Attention manufacturers, OEM’s, and retailers, you can work together to reduce the cost of transporting returned goods from the retailer to the manufacturer simply by working together. Most retailers do a lot more business with carriers than do their suppliers, manufacturers, and OEM’s. As a result, retailers are able to negotiate better LTL, Truckload, and small package rates.
However, many times when it comes to who pays transportation bills for goods moving from the retailer to the manufacturer in the reverse logistics pipeline, the manufacturer end up paying the carrier directly, at a higher rate. This is often the default assumption, but it doesn’t have to be.
If you are a supplier or OEM that does this, I have a great tip for you. Go to your retail customer and ask them to pay for shipping and bill you. Of course you will want to see what their transportation rates will be, but for the vast majority of suppliers, they will see a significant savings.

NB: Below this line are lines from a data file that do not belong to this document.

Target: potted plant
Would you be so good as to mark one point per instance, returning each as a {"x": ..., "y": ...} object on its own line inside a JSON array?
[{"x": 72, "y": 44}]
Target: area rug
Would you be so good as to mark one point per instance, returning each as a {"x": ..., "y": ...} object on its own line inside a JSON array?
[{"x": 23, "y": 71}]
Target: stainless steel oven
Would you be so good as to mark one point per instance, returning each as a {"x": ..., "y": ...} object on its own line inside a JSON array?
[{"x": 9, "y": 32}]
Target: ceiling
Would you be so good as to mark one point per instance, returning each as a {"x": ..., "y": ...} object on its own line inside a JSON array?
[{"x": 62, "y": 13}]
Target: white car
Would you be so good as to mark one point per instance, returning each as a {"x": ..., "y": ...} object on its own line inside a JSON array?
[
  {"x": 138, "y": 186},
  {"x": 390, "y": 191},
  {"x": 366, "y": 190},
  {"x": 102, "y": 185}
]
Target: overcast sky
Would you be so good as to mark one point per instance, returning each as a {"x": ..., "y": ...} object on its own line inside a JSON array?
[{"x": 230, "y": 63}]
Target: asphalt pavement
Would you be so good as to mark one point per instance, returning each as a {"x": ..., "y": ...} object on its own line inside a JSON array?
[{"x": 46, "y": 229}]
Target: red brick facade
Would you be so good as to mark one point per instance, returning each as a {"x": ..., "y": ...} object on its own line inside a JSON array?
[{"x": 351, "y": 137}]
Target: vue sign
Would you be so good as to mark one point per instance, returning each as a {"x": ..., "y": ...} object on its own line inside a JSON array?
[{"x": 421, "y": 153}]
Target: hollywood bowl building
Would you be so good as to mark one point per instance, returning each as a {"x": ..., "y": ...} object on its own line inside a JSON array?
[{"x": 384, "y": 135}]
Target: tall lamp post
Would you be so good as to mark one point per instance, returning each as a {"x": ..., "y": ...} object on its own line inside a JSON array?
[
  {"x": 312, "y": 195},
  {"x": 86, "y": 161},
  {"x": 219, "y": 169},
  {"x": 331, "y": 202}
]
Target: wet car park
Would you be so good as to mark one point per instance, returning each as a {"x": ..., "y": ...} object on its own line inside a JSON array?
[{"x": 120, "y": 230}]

Savvy manufacturers often encourage their retail customers to work with them on this by agreeing on a mark up on the rates paid by the retailer, which is still lower than they would pay with their rates. With this arrangement the retailers make the spread between what they pay the carrier and what they bill their supplier. This also helps by providing the retailer more volume with their favorite carriers that the retailer can leverage to get better rates in the future on all their freight. The manufacturers saves big because they can dramatically reduce their transportation costs on returns by using the retailers rates which will be much better than what they can typically get from their carriers.